With an expression of intense annoyance, Miles broke off, turning to survey the wreckage.
Henrietta did likewise, contemplating Turnipicide. Blast, blast, blast. What had Miles been about to say? He might have missed the point entirely. He might have been about to make a snide remark about incarcerated princesses or her inability to share or any number of things. Or not. It was very hard to interpret the expression of someone whose eye was swelling up and whose lip was trickling blood like a vampire with a drinking problem.

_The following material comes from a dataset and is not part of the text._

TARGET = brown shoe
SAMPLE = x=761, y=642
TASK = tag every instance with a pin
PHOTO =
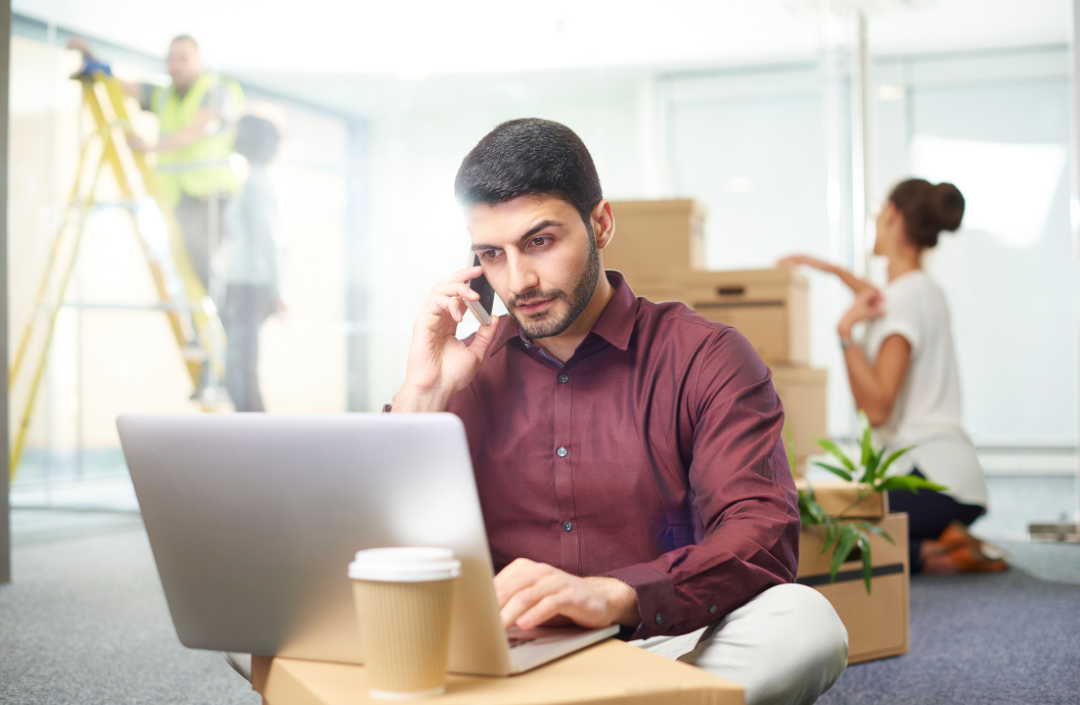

On the other side of the room, Jean-Luc sprawled on the carpet, a dented silver coffeepot lying beside him. Jean-Luc’s skull might have been thick, but old silver was thicker. The two footmen whose heads Miles had banged together were also lying on the floor. One twitched groggily, opened an eye, saw Miles, and hastily went limp again, which Henrietta thought an entirely sensible reaction, given the circumstance.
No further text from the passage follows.